Э-э, да… Сэмми кивает, почесывая щетину на шее, сбоку; десять дней уже, больше похоже на бороду, чем на щетину.
Он так и не усек, о чем толкует Алли. Если честно сказать. Не может он об этом думать. Тебе хотелось бы надеяться, что из этого может чего-то выйти, но ведь не может же. Ты просто приводишь в порядок свои дела. И правильно делаешь. Можешь даже улыбаться по такому случаю. Хыыыхыыньг.
Возражений у тебя нет?..
Э-э, нет.
Хорошо. Понимаешь, иногда возишься с кем-то, а он испускает дух еще до того, как все улаживается, и после приходят его родные и близкие и говорят, да мы и не знаем, кто это такой. И это о человеке, который из кожи лез, чтобы их претензию удовлетворили! Это нечестно и, само по себе, несправедливо, при всем моем уважении. Я уже говорил, можно годами заниматься каким-то делом, оплачивая все расходы; это ж не шутка – я не говорю, что расходов много, дело в принципе, а где принципы, там и деньги, так или иначе, ты следишь за моей мыслью?
Да, приятель, слежу, я тебя понял.
Ну и хорошо, Сэмми, я так и надеялся, что ты поймешь. Я рад, что тебе пришлось хлебнуть баланды, это здорово расширяет кругозор, я по себе знаю. Сам я не жалею, что отсидел, совсем не жалею; если честно, я этому даже рад.
Сходил на скок, мотаешь срок.
Алли хмыкает.

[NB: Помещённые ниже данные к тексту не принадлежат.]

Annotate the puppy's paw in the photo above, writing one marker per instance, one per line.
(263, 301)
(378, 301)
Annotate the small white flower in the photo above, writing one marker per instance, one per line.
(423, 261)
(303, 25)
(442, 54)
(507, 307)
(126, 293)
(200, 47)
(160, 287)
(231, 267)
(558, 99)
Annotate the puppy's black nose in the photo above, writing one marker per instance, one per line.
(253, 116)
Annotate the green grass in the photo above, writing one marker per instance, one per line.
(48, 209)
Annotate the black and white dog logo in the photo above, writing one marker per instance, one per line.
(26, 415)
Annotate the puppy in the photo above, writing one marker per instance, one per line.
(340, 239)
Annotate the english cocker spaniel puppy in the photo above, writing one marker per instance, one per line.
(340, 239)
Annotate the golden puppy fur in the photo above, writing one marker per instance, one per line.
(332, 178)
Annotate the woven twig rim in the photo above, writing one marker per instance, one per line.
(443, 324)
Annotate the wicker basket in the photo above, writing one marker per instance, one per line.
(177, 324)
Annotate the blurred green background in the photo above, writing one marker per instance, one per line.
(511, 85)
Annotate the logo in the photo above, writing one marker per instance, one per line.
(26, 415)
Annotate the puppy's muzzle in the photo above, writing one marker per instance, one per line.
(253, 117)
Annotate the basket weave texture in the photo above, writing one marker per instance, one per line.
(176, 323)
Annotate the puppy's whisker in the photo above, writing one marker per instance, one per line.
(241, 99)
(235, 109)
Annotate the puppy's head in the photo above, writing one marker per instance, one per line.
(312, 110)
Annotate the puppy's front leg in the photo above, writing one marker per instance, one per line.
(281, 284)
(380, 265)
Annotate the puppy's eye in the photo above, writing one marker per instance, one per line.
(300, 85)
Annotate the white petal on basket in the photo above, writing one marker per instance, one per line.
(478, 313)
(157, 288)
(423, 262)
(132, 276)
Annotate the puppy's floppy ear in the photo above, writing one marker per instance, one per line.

Вообще-то я там оказался по ложному обвинению. Я был невиновен.
Ну да, так оно и бывает. Еще чаю не хочешь?
Нет, мне уже скоро идти. Понимаешь, я потратил столько времени, изучая собственное дело, что поневоле набрался сведений о делах вообще.
Это случается.
Да уж. Только знаешь, что произошло в моем случае – пока на воле группа моих родственников вела кампанию в мою защиту, я сидел в тюрьме и сводил на нет все их труды. Господи-исусе, видел бы ты письмо, которое я разослал по всем важным газетам – ну, вроде как пресс-релиз. Дорогой сэр, пишу я, или мадам, это редактору, и дальше: если хотите знать мое мнение, власти совершают серьезную ошибку, подвергая преследованиям всех этих ни в чем не повинных людей. При всем моем уважении, пишу, это лишь помогает им ознакомиться с протоколами и надлежащими правовыми процедурами государства, что не может пойти на пользу обществу в целом, пишу, ну и дальше все ду-ду-ду-ду. Саркастический сукин сын, вот кто я тогда был. Но в то же время думал и о том, как завоевать побольше сторонников, что, в общем, не так уж и наивно. Но я был слишком многословен, слишком многословен, обычная история; умника изображал – выпендривался, понимаешь, Сэмми?